What Information Is Required to be Reported?
If Section 6045B reporting applies to a transaction, the issuer is required to file a return with the IRS on or before the 45th day following the organizational action or, if earlier, January 15 of the calendar year following the date of the transaction. The following information must be provided:
(i) the name and U.S. taxpayer identification number of the reporting issuer,
(ii) the security’s CUSIP or other identification number,
(iii) the name, address, email and telephone number of a contact person at the issuer,
(iv) the nature and relevant date of the organizational action, and
(v) the quantitative effect of the action on the security’s U.S. tax basis in the hands of a U.S. holder, which must be reported as a per share adjustment to, or percentage of, old basis.4
In addition, the issuer is required to report this information to holders of the specified security or their nominee on or before January 15 of the calendar year following the date of the organizational action.

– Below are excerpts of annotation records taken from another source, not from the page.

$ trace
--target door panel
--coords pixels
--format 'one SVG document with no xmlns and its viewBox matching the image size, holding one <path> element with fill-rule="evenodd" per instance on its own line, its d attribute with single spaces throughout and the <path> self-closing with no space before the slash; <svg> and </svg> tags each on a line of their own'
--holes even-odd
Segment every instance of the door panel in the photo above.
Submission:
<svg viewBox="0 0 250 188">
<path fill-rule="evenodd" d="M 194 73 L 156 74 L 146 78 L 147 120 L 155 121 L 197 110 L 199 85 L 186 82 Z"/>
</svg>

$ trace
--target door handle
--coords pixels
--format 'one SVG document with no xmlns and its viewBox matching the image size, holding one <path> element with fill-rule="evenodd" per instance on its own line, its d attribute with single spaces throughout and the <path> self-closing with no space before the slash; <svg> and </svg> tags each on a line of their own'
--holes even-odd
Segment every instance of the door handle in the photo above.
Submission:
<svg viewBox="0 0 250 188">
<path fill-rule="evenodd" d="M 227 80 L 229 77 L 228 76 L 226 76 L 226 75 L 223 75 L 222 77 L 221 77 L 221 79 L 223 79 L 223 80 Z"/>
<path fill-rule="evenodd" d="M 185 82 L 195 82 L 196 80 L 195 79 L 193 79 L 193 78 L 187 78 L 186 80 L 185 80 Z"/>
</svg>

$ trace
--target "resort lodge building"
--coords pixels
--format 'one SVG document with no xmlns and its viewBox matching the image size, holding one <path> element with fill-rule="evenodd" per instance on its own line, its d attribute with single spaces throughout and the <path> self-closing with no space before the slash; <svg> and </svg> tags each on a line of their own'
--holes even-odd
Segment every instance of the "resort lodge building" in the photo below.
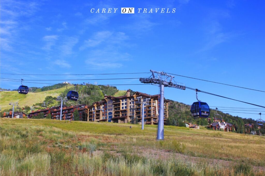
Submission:
<svg viewBox="0 0 265 176">
<path fill-rule="evenodd" d="M 87 106 L 85 104 L 79 104 L 71 106 L 69 107 L 63 107 L 62 110 L 62 120 L 72 120 L 73 117 L 74 111 L 77 109 L 79 113 L 79 119 L 80 120 L 86 121 L 87 120 L 86 115 L 86 109 Z M 33 111 L 29 113 L 28 117 L 31 118 L 33 116 L 37 116 L 40 113 L 43 112 L 44 117 L 46 117 L 48 114 L 51 115 L 51 118 L 53 119 L 58 120 L 60 118 L 61 113 L 61 107 L 60 106 L 52 107 L 50 108 L 38 110 L 34 111 Z"/>
<path fill-rule="evenodd" d="M 96 102 L 89 107 L 87 121 L 105 121 L 126 123 L 132 121 L 142 122 L 142 112 L 144 111 L 145 124 L 157 124 L 159 110 L 159 94 L 151 95 L 136 92 L 132 96 L 128 90 L 126 95 L 115 97 L 106 96 L 100 102 Z M 142 102 L 145 98 L 150 98 L 148 104 L 142 105 L 137 102 L 137 97 Z M 169 101 L 164 100 L 164 120 L 168 117 L 167 107 Z"/>
</svg>

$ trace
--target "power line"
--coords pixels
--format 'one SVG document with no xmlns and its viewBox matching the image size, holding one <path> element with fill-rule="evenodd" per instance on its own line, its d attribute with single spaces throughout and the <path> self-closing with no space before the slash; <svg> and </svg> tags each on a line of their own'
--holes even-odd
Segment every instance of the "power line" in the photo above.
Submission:
<svg viewBox="0 0 265 176">
<path fill-rule="evenodd" d="M 0 80 L 3 80 L 3 81 L 12 81 L 12 82 L 20 82 L 20 81 L 14 81 L 14 80 L 5 80 L 5 79 L 0 79 Z M 52 83 L 35 83 L 35 82 L 24 82 L 24 83 L 35 83 L 35 84 L 52 84 L 52 85 L 74 85 L 73 84 L 52 84 Z M 103 84 L 103 85 L 101 84 L 101 85 L 99 85 L 99 85 L 148 85 L 148 84 Z M 83 86 L 86 86 L 87 85 L 83 85 Z M 187 88 L 187 89 L 190 89 L 191 90 L 194 90 L 194 91 L 195 91 L 195 90 L 196 90 L 196 89 L 194 89 L 193 88 L 190 88 L 190 87 L 186 87 L 186 88 Z M 262 108 L 265 108 L 265 106 L 261 106 L 261 105 L 257 105 L 257 104 L 253 104 L 253 103 L 248 103 L 248 102 L 245 102 L 243 101 L 240 101 L 240 100 L 236 100 L 236 99 L 233 99 L 233 98 L 228 98 L 228 97 L 224 97 L 223 96 L 220 96 L 220 95 L 217 95 L 216 94 L 214 94 L 212 93 L 210 93 L 209 92 L 205 92 L 205 91 L 202 91 L 199 90 L 199 91 L 200 92 L 202 92 L 202 93 L 206 93 L 206 94 L 210 94 L 210 95 L 214 95 L 214 96 L 215 96 L 219 97 L 222 97 L 222 98 L 227 98 L 227 99 L 231 99 L 231 100 L 234 100 L 235 101 L 238 101 L 238 102 L 241 102 L 242 103 L 246 103 L 249 104 L 251 104 L 251 105 L 254 105 L 254 106 L 258 106 L 258 107 L 262 107 Z"/>
<path fill-rule="evenodd" d="M 218 109 L 217 110 L 228 110 L 228 111 L 257 111 L 258 112 L 265 112 L 265 111 L 254 111 L 254 110 L 227 110 L 226 109 Z"/>
<path fill-rule="evenodd" d="M 260 110 L 262 109 L 263 110 L 263 108 L 240 108 L 240 107 L 224 107 L 223 106 L 209 106 L 210 107 L 214 107 L 217 108 L 236 108 L 238 109 L 255 109 L 255 110 Z"/>
<path fill-rule="evenodd" d="M 2 78 L 1 78 L 2 79 Z M 13 82 L 20 82 L 21 81 L 12 81 L 11 80 L 6 80 L 5 79 L 1 79 L 0 80 L 2 80 L 2 81 L 12 81 Z M 26 82 L 25 81 L 23 81 L 23 83 L 34 83 L 34 84 L 52 84 L 53 85 L 74 85 L 74 84 L 66 84 L 64 83 L 62 84 L 52 84 L 52 83 L 35 83 L 32 82 Z M 147 84 L 99 84 L 98 85 L 97 85 L 98 86 L 100 85 L 145 85 Z M 82 85 L 81 84 L 78 84 L 78 85 L 79 86 L 86 86 L 87 85 L 93 85 L 93 84 L 88 84 L 88 85 Z"/>
<path fill-rule="evenodd" d="M 150 73 L 150 72 L 142 72 L 135 73 L 98 73 L 97 74 L 15 74 L 13 73 L 2 73 L 0 74 L 5 75 L 120 75 L 130 74 L 142 74 Z"/>
<path fill-rule="evenodd" d="M 253 91 L 259 91 L 259 92 L 265 92 L 265 91 L 260 91 L 258 90 L 256 90 L 256 89 L 251 89 L 250 88 L 246 88 L 246 87 L 241 87 L 240 86 L 238 86 L 236 85 L 231 85 L 231 84 L 225 84 L 224 83 L 218 83 L 217 82 L 215 82 L 214 81 L 208 81 L 207 80 L 205 80 L 205 79 L 199 79 L 197 78 L 192 78 L 192 77 L 189 77 L 186 76 L 183 76 L 183 75 L 177 75 L 175 74 L 173 74 L 173 73 L 168 73 L 168 74 L 170 74 L 171 75 L 176 75 L 176 76 L 179 76 L 182 77 L 185 77 L 185 78 L 190 78 L 192 79 L 197 79 L 198 80 L 200 80 L 201 81 L 206 81 L 207 82 L 209 82 L 211 83 L 216 83 L 217 84 L 223 84 L 224 85 L 229 85 L 231 86 L 233 86 L 233 87 L 238 87 L 239 88 L 242 88 L 243 89 L 248 89 L 249 90 L 251 90 Z"/>
<path fill-rule="evenodd" d="M 139 79 L 139 78 L 106 78 L 103 79 L 23 79 L 23 81 L 80 81 L 80 80 L 112 80 L 115 79 Z M 20 80 L 21 79 L 11 79 L 9 78 L 1 78 L 1 79 L 10 79 L 11 80 Z"/>
<path fill-rule="evenodd" d="M 190 87 L 186 87 L 186 88 L 187 89 L 190 89 L 191 90 L 192 90 L 193 91 L 196 90 L 196 89 L 194 89 L 193 88 L 191 88 Z M 260 105 L 258 105 L 257 104 L 253 104 L 253 103 L 248 103 L 248 102 L 246 102 L 243 101 L 241 101 L 240 100 L 236 100 L 235 99 L 233 99 L 233 98 L 229 98 L 228 97 L 224 97 L 223 96 L 222 96 L 220 95 L 217 95 L 216 94 L 215 94 L 213 93 L 210 93 L 209 92 L 205 92 L 204 91 L 200 91 L 199 90 L 199 92 L 202 92 L 202 93 L 207 93 L 208 94 L 210 95 L 214 95 L 215 96 L 217 96 L 217 97 L 222 97 L 222 98 L 227 98 L 227 99 L 229 99 L 232 100 L 234 100 L 235 101 L 237 101 L 239 102 L 242 102 L 242 103 L 246 103 L 248 104 L 251 104 L 251 105 L 254 105 L 254 106 L 259 106 L 259 107 L 261 107 L 262 108 L 265 108 L 265 106 L 260 106 Z"/>
<path fill-rule="evenodd" d="M 223 112 L 235 112 L 236 113 L 243 113 L 244 114 L 257 114 L 255 113 L 247 113 L 247 112 L 232 112 L 232 111 L 222 111 Z M 265 114 L 261 114 L 264 115 Z"/>
</svg>

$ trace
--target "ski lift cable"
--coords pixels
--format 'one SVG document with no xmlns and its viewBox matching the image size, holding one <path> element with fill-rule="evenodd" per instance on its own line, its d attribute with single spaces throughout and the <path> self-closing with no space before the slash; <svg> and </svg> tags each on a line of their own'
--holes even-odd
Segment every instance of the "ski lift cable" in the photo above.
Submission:
<svg viewBox="0 0 265 176">
<path fill-rule="evenodd" d="M 193 90 L 194 91 L 196 91 L 196 89 L 194 89 L 193 88 L 191 88 L 190 87 L 186 87 L 186 88 L 187 89 L 190 89 L 191 90 Z M 252 103 L 248 103 L 248 102 L 246 102 L 243 101 L 241 101 L 240 100 L 237 100 L 236 99 L 233 99 L 233 98 L 228 98 L 228 97 L 224 97 L 224 96 L 222 96 L 221 95 L 217 95 L 216 94 L 214 94 L 212 93 L 210 93 L 210 92 L 205 92 L 204 91 L 201 91 L 200 90 L 198 90 L 198 92 L 202 92 L 202 93 L 207 93 L 210 95 L 214 95 L 215 96 L 217 96 L 217 97 L 221 97 L 222 98 L 227 98 L 227 99 L 229 99 L 232 100 L 234 100 L 235 101 L 237 101 L 239 102 L 241 102 L 242 103 L 246 103 L 248 104 L 251 104 L 251 105 L 253 105 L 254 106 L 258 106 L 259 107 L 260 107 L 262 108 L 265 108 L 265 106 L 262 106 L 260 105 L 258 105 L 258 104 L 254 104 Z"/>
<path fill-rule="evenodd" d="M 249 90 L 251 90 L 252 91 L 258 91 L 259 92 L 265 92 L 265 91 L 260 91 L 260 90 L 257 90 L 256 89 L 251 89 L 250 88 L 247 88 L 246 87 L 241 87 L 241 86 L 238 86 L 236 85 L 231 85 L 231 84 L 225 84 L 224 83 L 218 83 L 217 82 L 215 82 L 214 81 L 208 81 L 207 80 L 205 80 L 205 79 L 199 79 L 197 78 L 192 78 L 192 77 L 189 77 L 186 76 L 183 76 L 183 75 L 177 75 L 175 74 L 173 74 L 173 73 L 166 73 L 169 74 L 171 75 L 176 75 L 176 76 L 179 76 L 182 77 L 185 77 L 185 78 L 190 78 L 192 79 L 197 79 L 198 80 L 200 80 L 201 81 L 206 81 L 207 82 L 209 82 L 211 83 L 216 83 L 217 84 L 223 84 L 224 85 L 229 85 L 231 86 L 233 86 L 233 87 L 238 87 L 239 88 L 242 88 L 243 89 L 248 89 Z"/>
<path fill-rule="evenodd" d="M 112 80 L 115 79 L 139 79 L 139 78 L 105 78 L 102 79 L 23 79 L 25 81 L 80 81 L 80 80 Z M 1 78 L 1 79 L 11 80 L 21 80 L 17 79 L 11 79 L 8 78 Z"/>
<path fill-rule="evenodd" d="M 1 79 L 2 78 L 1 78 Z M 2 80 L 2 81 L 12 81 L 13 82 L 20 82 L 20 81 L 14 81 L 12 80 L 6 80 L 5 79 L 0 79 L 0 80 Z M 52 84 L 52 83 L 36 83 L 32 82 L 23 82 L 24 83 L 33 83 L 34 84 L 52 84 L 52 85 L 74 85 L 74 84 L 65 84 L 65 83 L 61 83 L 61 84 Z M 99 84 L 97 85 L 148 85 L 148 84 Z M 87 85 L 80 85 L 78 84 L 78 85 L 79 86 L 86 86 Z"/>
<path fill-rule="evenodd" d="M 3 73 L 5 75 L 108 75 L 129 74 L 144 74 L 150 73 L 151 72 L 142 72 L 132 73 L 98 73 L 95 74 L 16 74 L 14 73 Z"/>
</svg>

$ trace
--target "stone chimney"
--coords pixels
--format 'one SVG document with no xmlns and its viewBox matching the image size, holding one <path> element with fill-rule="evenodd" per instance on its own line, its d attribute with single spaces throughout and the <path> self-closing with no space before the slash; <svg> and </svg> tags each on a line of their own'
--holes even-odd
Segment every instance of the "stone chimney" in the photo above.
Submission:
<svg viewBox="0 0 265 176">
<path fill-rule="evenodd" d="M 126 92 L 126 96 L 127 97 L 129 97 L 130 96 L 130 89 L 128 89 L 127 91 L 127 92 Z"/>
</svg>

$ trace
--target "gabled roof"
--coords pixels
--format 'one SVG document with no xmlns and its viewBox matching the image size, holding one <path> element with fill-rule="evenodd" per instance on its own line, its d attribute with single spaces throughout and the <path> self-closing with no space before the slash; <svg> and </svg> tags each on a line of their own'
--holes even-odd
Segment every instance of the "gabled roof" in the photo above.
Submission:
<svg viewBox="0 0 265 176">
<path fill-rule="evenodd" d="M 211 125 L 211 126 L 216 126 L 217 125 L 219 126 L 220 126 L 220 125 L 219 124 L 219 123 L 218 123 L 215 122 L 213 123 Z"/>
<path fill-rule="evenodd" d="M 27 115 L 27 114 L 26 114 L 25 113 L 23 112 L 19 112 L 18 111 L 16 111 L 15 112 L 14 112 L 14 114 L 13 114 L 13 116 L 17 116 L 18 115 L 19 115 L 19 114 L 21 114 L 21 113 L 22 113 L 22 114 L 25 114 L 25 116 L 26 116 L 28 115 Z M 6 115 L 5 116 L 2 116 L 2 117 L 7 117 L 7 116 L 12 116 L 12 114 L 7 114 L 7 115 Z"/>
</svg>

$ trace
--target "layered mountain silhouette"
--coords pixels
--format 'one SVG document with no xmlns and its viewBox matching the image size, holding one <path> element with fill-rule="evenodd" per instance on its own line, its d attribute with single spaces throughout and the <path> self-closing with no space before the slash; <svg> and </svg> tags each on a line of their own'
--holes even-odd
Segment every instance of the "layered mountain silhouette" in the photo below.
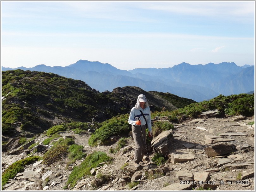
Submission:
<svg viewBox="0 0 256 192">
<path fill-rule="evenodd" d="M 40 65 L 20 69 L 51 72 L 85 82 L 100 92 L 112 91 L 118 87 L 139 87 L 146 91 L 168 93 L 197 102 L 222 94 L 246 93 L 254 90 L 254 66 L 242 67 L 234 62 L 203 65 L 183 62 L 172 67 L 121 70 L 108 63 L 80 60 L 65 67 Z"/>
</svg>

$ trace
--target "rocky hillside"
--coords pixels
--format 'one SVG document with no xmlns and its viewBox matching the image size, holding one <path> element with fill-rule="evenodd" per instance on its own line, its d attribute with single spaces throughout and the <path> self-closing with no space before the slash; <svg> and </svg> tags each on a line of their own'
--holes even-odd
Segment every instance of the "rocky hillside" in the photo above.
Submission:
<svg viewBox="0 0 256 192">
<path fill-rule="evenodd" d="M 156 165 L 154 161 L 155 153 L 151 150 L 149 154 L 152 164 L 145 155 L 144 164 L 137 169 L 132 164 L 134 145 L 131 135 L 125 139 L 125 146 L 113 153 L 110 149 L 117 148 L 116 142 L 93 147 L 88 145 L 88 133 L 81 135 L 73 131 L 60 132 L 61 137 L 58 139 L 73 139 L 75 144 L 83 147 L 83 152 L 88 155 L 100 152 L 113 158 L 110 162 L 103 162 L 90 168 L 88 176 L 85 173 L 78 178 L 70 177 L 78 167 L 82 167 L 87 158 L 71 163 L 69 155 L 49 165 L 40 159 L 28 163 L 23 162 L 23 168 L 3 183 L 5 177 L 3 177 L 3 173 L 11 172 L 10 168 L 14 167 L 14 163 L 27 158 L 28 154 L 33 153 L 34 157 L 43 157 L 46 153 L 49 155 L 47 151 L 51 151 L 52 146 L 51 143 L 42 144 L 48 138 L 45 135 L 36 136 L 19 150 L 19 139 L 14 139 L 7 145 L 10 150 L 2 153 L 2 189 L 254 190 L 255 127 L 250 125 L 254 117 L 220 118 L 214 114 L 207 117 L 207 114 L 211 113 L 204 113 L 200 119 L 173 124 L 175 129 L 171 143 L 168 144 L 167 161 Z M 167 120 L 163 117 L 158 121 Z M 32 143 L 36 144 L 27 149 Z M 218 151 L 220 147 L 225 151 Z M 71 179 L 76 181 L 74 184 Z"/>
<path fill-rule="evenodd" d="M 51 73 L 3 71 L 2 134 L 33 136 L 65 122 L 102 122 L 118 114 L 129 113 L 142 93 L 146 95 L 152 111 L 171 110 L 195 102 L 136 87 L 118 88 L 112 92 L 101 93 L 84 82 Z M 7 141 L 4 137 L 2 139 Z"/>
<path fill-rule="evenodd" d="M 254 188 L 254 94 L 196 103 L 136 87 L 100 93 L 51 73 L 2 76 L 2 190 Z M 154 138 L 137 169 L 127 120 L 141 93 Z"/>
</svg>

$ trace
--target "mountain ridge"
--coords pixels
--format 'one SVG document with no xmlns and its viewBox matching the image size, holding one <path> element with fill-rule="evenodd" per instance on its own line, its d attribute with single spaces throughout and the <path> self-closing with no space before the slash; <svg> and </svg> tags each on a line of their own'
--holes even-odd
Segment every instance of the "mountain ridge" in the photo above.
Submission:
<svg viewBox="0 0 256 192">
<path fill-rule="evenodd" d="M 41 65 L 28 68 L 18 68 L 52 72 L 81 80 L 100 92 L 111 91 L 118 87 L 135 86 L 148 91 L 171 93 L 197 102 L 210 99 L 220 94 L 234 94 L 235 88 L 237 93 L 254 90 L 254 85 L 250 83 L 254 80 L 253 68 L 247 65 L 240 67 L 233 62 L 216 64 L 210 63 L 204 65 L 191 65 L 183 62 L 168 68 L 138 68 L 127 71 L 119 70 L 107 63 L 80 59 L 65 67 Z M 247 81 L 236 81 L 237 77 L 235 76 L 231 80 L 235 84 L 225 83 L 225 86 L 222 86 L 223 82 L 230 81 L 229 76 L 238 74 L 244 70 L 248 70 L 248 68 L 251 69 L 249 73 L 243 75 L 250 77 L 249 79 L 245 78 Z M 2 67 L 2 71 L 10 69 Z M 230 85 L 233 87 L 230 87 Z"/>
<path fill-rule="evenodd" d="M 129 113 L 140 94 L 146 95 L 152 111 L 163 108 L 171 111 L 196 102 L 135 87 L 99 93 L 81 80 L 20 69 L 2 72 L 2 88 L 4 135 L 40 133 L 64 122 L 102 122 Z"/>
</svg>

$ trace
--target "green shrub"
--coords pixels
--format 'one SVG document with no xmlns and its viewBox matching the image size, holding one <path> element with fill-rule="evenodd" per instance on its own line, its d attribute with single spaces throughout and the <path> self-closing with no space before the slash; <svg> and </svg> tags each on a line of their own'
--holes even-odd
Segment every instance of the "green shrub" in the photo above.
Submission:
<svg viewBox="0 0 256 192">
<path fill-rule="evenodd" d="M 46 132 L 46 135 L 50 137 L 52 135 L 58 133 L 62 131 L 67 131 L 67 127 L 65 127 L 64 125 L 55 125 L 50 128 L 47 130 Z"/>
<path fill-rule="evenodd" d="M 168 131 L 174 129 L 173 125 L 167 121 L 158 121 L 154 122 L 152 130 L 153 136 L 155 137 L 163 131 Z"/>
<path fill-rule="evenodd" d="M 101 151 L 94 151 L 88 155 L 78 166 L 75 166 L 70 173 L 64 189 L 71 189 L 75 187 L 78 180 L 91 175 L 90 170 L 96 167 L 100 163 L 111 161 L 112 158 Z"/>
<path fill-rule="evenodd" d="M 158 166 L 164 164 L 166 161 L 163 155 L 160 153 L 155 153 L 152 158 L 152 162 Z"/>
<path fill-rule="evenodd" d="M 52 137 L 45 139 L 42 143 L 44 145 L 48 145 L 52 140 L 61 137 L 61 136 L 58 133 L 54 133 L 52 135 Z"/>
<path fill-rule="evenodd" d="M 123 148 L 126 145 L 126 142 L 125 139 L 122 138 L 120 138 L 117 142 L 116 146 L 113 150 L 112 153 L 116 153 L 120 150 L 121 148 Z M 110 151 L 112 151 L 112 150 L 110 150 Z"/>
<path fill-rule="evenodd" d="M 120 136 L 127 134 L 131 131 L 128 123 L 129 114 L 120 115 L 107 120 L 102 126 L 97 129 L 89 139 L 88 144 L 91 146 L 100 144 L 106 144 L 108 139 L 113 135 Z"/>
<path fill-rule="evenodd" d="M 27 139 L 26 137 L 21 137 L 20 138 L 19 141 L 19 144 L 21 145 L 27 143 Z"/>
<path fill-rule="evenodd" d="M 9 179 L 14 178 L 17 173 L 24 171 L 24 167 L 26 165 L 38 161 L 40 158 L 39 156 L 28 157 L 19 160 L 10 165 L 2 173 L 2 190 L 3 189 L 3 186 L 7 183 Z"/>
<path fill-rule="evenodd" d="M 248 123 L 248 125 L 253 125 L 254 124 L 254 121 L 252 121 L 251 122 Z"/>
<path fill-rule="evenodd" d="M 86 154 L 83 152 L 84 147 L 76 144 L 73 144 L 70 146 L 68 157 L 72 162 L 77 159 L 82 159 L 86 156 Z"/>
<path fill-rule="evenodd" d="M 137 181 L 133 181 L 133 182 L 128 183 L 127 185 L 128 186 L 128 188 L 129 189 L 131 189 L 134 187 L 137 186 L 139 184 L 139 183 Z"/>
<path fill-rule="evenodd" d="M 242 115 L 251 116 L 254 114 L 254 94 L 222 95 L 209 101 L 192 103 L 171 111 L 155 112 L 151 116 L 166 116 L 168 120 L 180 123 L 188 119 L 198 118 L 202 112 L 217 109 L 219 115 Z"/>
<path fill-rule="evenodd" d="M 47 166 L 61 160 L 67 153 L 68 146 L 65 145 L 53 146 L 44 155 L 43 164 Z"/>
</svg>

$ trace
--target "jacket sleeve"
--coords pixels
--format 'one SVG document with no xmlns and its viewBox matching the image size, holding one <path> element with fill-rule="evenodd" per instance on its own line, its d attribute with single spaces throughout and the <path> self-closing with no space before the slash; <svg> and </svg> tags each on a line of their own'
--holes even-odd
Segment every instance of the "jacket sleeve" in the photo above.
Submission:
<svg viewBox="0 0 256 192">
<path fill-rule="evenodd" d="M 148 129 L 149 131 L 152 131 L 152 125 L 151 123 L 151 112 L 149 108 L 149 116 L 147 119 L 147 123 L 148 123 Z"/>
<path fill-rule="evenodd" d="M 136 125 L 135 124 L 136 121 L 134 118 L 135 116 L 135 113 L 134 113 L 134 110 L 133 108 L 131 111 L 130 115 L 129 116 L 129 119 L 128 120 L 128 122 L 129 123 L 129 124 L 131 125 Z"/>
</svg>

In lieu of direct reporting to the IRS and to security holders, an issuer may elect to post the return with the required information on the issuer’s primary public Web site by the deadlines described above for reporting to the IRS. If this option is elected, the posted information must remain accessible for 10 years.5
Exceptions to Reporting
Importantly, no reporting to the IRS is required if the issuer reasonably determines that all of the holders of the security are “exempt recipients.” Similarly, information is not required to be provided to security holders that are “exempt recipients.” For this purpose, an “exempt recipient” generally includes a corporation (or other entity treated as a corporation for U.S. tax purposes), a foreign holder and a tax-exempt organization. However, issuers must generally receive properly completed exemption certificates from the holders or otherwise be able to rely on certain limited presumption rules in order to determine that holders are exempt recipients. Under the current Treasury Regulations, it appears the existence of a single holder that cannot be determined to be an exempt recipient would cause an issuer to be subject to Section 6045B reporting.6
The wide range of corporate activities and transactions that could potentially trigger Section 6045B reporting will mean that corporations will need to be vigilant about U.S. tax matters on a continuous basis if they may have U.S. shareholders. This is particularly important since, in some cases, it will not always be self-evident to a Canadian corporate issuer that a particular corporate event has the potential to affect tax basis in its securities under applicable U.S. tax rules. For example, a distribution to shareholders that exceeds the corporation’s current and accumulated “earnings and profits” (as determined under U.S. tax principles) will generally result in a reduction in the U.S. tax basis of the shares on which the distribution is made. Any such basis reduction would be an organizational action subject to Section 6045B if the corporation has non-exempt recipients. As a result of Section 6045B, Canadian public and private corporations engaging in these and other transactions that impact U.S. tax basis may be confronted with new and formidable compliance obligations. These corporations should consider taking steps to establish (i) internal safeguards to identify transactions that could affect the U.S. tax basis of their stock, (ii) procedures for obtaining certification of, or relying on the presumption rules regarding, their shareholders’ status as “exempt recipients” and (iii), if necessary, procedures for preparing and relaying the required information to the IRS and shareholders on a timely basis.